When Git is comparing two commits, or one commit and the index, or the index and your work-tree, or whatever, Git will detect a rename only under certain conditions. These include:

  • The rename detector must be enabled. When you run git diff you can turn it on manually with -M or --find-renames. It defaulted to off in old versions of Git, and switched to on by default in Git 2.9. You can configure your own private default using the diff.renames configuration knob.

  • The file's content must either match exactly—an exact match is fast for Git—or be "similar enough". This similarity is expressed as a percentage: an exact match is 100% similar, and a file with no bytes in common is 0% similar. Files that are not identical but do have some bytes in common, as determined by a quick and dirty file scanner, are some percentage similar: more than zero, less than 100. When using --find-renames or -M you can set the similarity threshold. The default is 50%. Files that aren't at least 50, or whatever other number, percent similar are considered "not renamed".
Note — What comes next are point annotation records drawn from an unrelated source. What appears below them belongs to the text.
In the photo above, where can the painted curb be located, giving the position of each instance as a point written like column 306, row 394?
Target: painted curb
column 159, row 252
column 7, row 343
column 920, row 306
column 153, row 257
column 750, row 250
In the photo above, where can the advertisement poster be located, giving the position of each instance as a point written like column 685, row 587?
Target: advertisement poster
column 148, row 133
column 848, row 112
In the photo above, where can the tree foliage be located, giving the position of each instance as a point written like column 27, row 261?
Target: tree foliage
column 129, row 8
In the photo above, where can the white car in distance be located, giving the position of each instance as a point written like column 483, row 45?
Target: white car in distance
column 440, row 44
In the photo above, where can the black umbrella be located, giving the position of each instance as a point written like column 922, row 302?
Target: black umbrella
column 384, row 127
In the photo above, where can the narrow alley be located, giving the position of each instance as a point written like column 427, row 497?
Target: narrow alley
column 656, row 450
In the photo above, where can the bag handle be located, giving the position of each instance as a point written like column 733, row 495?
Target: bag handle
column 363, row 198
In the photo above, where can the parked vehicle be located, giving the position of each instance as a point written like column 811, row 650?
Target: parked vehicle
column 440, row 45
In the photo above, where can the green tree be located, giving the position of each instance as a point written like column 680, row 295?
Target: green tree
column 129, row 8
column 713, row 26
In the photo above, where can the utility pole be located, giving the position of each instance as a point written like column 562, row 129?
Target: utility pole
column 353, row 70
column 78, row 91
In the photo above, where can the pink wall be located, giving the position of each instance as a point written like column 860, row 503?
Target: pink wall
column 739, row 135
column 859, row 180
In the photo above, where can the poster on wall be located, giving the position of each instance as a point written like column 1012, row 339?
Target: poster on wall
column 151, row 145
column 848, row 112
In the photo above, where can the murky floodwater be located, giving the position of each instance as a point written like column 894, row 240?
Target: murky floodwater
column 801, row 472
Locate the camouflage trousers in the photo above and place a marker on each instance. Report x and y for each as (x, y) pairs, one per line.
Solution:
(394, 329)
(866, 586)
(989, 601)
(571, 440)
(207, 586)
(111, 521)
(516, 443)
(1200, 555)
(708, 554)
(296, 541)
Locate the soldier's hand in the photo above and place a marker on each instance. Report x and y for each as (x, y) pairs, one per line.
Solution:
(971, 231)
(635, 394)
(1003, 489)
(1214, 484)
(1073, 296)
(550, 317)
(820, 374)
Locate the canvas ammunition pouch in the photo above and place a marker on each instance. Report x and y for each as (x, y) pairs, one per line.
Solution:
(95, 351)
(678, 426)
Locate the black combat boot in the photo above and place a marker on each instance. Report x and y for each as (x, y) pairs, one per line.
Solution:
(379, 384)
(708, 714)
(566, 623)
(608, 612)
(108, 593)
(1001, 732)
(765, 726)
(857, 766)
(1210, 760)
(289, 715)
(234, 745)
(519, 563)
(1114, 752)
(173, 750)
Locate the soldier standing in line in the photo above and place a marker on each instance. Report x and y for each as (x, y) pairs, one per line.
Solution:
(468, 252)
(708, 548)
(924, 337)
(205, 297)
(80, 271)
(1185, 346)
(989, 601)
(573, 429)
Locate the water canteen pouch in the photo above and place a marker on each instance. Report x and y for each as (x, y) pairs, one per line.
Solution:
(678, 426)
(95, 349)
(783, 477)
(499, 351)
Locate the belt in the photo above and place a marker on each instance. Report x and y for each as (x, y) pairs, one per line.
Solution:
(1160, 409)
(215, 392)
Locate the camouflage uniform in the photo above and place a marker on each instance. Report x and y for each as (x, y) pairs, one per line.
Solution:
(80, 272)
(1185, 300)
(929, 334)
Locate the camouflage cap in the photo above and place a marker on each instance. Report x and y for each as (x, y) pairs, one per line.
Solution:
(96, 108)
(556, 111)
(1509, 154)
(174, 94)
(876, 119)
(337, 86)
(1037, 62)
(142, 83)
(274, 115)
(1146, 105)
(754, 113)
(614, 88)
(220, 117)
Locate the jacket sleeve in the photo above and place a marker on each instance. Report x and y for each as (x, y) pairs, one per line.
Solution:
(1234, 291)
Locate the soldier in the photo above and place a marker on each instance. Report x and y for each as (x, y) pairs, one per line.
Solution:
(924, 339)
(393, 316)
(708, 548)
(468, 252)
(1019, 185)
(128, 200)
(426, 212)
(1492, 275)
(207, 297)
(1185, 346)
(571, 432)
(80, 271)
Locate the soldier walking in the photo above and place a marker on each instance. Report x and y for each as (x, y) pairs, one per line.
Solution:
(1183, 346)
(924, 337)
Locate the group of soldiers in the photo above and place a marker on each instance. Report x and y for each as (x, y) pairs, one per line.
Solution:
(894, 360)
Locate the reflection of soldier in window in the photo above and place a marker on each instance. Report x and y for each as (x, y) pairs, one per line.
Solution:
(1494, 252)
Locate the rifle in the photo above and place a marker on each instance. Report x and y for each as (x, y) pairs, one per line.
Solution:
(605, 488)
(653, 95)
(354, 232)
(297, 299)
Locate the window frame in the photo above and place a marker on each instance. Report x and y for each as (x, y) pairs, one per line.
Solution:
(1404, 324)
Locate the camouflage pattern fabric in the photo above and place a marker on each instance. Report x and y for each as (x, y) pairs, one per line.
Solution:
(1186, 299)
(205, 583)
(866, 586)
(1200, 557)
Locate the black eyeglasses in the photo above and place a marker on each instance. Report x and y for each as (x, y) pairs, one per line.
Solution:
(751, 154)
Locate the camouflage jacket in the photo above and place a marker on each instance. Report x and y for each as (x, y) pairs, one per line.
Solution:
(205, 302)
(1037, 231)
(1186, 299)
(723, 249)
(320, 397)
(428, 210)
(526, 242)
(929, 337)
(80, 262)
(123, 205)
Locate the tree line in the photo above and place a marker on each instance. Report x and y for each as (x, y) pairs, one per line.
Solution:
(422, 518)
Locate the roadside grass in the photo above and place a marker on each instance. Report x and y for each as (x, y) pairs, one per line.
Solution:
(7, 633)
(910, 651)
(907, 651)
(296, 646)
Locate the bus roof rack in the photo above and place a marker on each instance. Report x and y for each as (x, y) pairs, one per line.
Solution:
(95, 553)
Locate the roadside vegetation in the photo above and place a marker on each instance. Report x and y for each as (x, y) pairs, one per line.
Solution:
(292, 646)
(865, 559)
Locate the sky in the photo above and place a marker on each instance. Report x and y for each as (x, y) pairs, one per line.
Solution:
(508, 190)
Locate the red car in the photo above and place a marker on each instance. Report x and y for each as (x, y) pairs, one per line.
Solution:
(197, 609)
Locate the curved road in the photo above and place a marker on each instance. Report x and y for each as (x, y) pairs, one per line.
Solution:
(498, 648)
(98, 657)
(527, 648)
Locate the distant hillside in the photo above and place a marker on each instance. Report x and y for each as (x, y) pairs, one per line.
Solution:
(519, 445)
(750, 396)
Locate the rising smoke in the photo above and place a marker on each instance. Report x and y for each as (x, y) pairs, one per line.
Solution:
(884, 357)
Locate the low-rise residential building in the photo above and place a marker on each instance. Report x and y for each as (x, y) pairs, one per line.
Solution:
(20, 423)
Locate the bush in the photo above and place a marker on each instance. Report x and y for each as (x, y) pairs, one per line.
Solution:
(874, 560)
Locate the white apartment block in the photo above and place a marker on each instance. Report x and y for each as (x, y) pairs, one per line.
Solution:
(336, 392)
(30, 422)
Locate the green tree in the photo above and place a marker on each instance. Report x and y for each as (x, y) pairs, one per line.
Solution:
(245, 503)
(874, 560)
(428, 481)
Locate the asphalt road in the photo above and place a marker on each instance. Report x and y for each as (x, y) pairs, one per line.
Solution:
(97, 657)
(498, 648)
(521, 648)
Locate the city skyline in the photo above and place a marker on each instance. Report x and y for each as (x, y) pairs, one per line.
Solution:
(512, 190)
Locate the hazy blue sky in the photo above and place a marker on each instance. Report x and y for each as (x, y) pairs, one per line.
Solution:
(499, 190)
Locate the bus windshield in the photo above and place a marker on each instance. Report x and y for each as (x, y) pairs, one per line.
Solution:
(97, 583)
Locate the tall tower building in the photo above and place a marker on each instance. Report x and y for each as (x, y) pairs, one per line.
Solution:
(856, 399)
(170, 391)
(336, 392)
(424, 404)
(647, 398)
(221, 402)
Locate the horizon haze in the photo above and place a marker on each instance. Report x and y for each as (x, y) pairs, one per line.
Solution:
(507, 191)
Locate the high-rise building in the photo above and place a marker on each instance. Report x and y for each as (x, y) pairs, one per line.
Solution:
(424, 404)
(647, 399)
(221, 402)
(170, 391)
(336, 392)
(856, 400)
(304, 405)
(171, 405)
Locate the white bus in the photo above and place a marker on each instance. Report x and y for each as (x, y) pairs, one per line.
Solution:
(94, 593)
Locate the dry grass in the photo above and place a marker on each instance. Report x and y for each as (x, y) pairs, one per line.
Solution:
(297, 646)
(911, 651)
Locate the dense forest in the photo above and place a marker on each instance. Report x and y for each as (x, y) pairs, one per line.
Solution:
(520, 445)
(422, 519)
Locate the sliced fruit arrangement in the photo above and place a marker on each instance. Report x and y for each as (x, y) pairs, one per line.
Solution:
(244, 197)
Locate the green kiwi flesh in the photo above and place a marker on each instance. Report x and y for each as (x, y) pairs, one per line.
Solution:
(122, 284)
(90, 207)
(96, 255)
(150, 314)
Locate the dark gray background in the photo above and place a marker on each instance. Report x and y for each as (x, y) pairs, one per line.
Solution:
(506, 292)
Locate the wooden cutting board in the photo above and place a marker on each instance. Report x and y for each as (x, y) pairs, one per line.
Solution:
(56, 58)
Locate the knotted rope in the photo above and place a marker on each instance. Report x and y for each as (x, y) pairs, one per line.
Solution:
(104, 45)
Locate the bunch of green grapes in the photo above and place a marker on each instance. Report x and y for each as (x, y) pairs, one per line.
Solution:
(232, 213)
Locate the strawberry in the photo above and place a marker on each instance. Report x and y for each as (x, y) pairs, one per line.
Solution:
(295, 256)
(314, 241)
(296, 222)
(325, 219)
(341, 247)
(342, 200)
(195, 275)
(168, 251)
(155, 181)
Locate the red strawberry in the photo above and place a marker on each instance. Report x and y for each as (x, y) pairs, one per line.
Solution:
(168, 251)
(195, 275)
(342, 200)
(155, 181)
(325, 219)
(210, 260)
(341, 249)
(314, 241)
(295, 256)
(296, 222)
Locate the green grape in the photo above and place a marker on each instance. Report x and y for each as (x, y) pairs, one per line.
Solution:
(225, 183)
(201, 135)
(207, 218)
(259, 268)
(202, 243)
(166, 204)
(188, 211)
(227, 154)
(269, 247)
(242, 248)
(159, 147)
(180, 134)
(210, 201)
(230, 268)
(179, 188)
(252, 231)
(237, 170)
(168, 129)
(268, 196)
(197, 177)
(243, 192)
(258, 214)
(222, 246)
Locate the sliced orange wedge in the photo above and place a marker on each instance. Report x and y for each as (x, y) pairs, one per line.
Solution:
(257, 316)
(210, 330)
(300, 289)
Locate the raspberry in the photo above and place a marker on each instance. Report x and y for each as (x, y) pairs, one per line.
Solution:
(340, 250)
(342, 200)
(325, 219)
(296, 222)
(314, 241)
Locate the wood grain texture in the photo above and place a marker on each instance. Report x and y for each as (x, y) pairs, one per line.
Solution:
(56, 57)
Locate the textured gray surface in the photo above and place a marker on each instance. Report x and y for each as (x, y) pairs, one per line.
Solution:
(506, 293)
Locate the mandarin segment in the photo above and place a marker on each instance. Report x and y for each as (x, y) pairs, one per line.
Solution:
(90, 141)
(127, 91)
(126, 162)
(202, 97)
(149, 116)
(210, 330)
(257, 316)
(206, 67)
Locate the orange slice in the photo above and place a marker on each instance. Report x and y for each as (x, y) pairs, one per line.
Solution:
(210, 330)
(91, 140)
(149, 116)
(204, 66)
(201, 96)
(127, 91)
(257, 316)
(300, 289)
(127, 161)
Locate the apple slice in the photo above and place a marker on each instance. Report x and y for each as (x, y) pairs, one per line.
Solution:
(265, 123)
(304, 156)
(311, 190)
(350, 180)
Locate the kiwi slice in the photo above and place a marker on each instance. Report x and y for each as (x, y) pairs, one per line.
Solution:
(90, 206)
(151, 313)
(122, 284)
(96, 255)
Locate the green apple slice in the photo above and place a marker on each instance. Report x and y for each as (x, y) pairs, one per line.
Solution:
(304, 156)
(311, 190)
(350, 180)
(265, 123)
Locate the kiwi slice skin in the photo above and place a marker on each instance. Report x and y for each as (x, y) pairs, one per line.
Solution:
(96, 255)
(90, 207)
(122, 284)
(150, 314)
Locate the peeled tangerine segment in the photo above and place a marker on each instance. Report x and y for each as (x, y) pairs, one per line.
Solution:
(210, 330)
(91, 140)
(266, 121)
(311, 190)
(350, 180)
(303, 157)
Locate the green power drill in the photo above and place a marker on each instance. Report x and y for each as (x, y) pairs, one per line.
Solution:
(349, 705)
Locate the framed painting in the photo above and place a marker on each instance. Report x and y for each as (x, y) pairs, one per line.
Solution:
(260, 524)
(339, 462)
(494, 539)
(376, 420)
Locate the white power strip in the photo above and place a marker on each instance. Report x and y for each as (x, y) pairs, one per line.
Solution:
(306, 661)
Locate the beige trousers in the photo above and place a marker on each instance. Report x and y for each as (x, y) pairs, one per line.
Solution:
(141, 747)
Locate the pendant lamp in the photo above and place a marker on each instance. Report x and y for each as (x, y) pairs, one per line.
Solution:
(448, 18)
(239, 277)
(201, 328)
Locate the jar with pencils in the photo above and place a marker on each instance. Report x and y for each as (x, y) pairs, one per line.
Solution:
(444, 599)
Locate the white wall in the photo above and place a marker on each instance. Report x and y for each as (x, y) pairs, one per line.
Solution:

  • For Git to detect a rename, there must be a file on the "left side" that is just not there on the "right side", and vice versa. For instance, in this case, the left side—the first commit—would have a file named readme.md, but the right side—the current index content—would not. The right side has readyou.md but the left side does not. Git pairs up left and right side files that have the same name. Any files left over, i.e., not paired at this point, are candidates for rename detecting.

  • When using git diff, there's something else you can do with the -B (break-pairings) option. You can't do this with git status so we won't go into any further detail.

The git status command has the rename detector turned on and set to 50% by default. In older versions of Git there is no way to change this, but Git 2.18 added status.renames as an option, and made it follow diff.renames as a default if you don't have it set. So now diff.renames also controls git status, unless you set both diff.renames and status.renames.

The point of all this verbiage is that git mv isn't really special. It just takes care of two rename operations at once: one in the index, and one in your work-tree. If you forget, just use git add to remove the old name and add the new one. The effect is exactly the same: the next commit you will make, as stored right now in Git's index, is now updated correctly.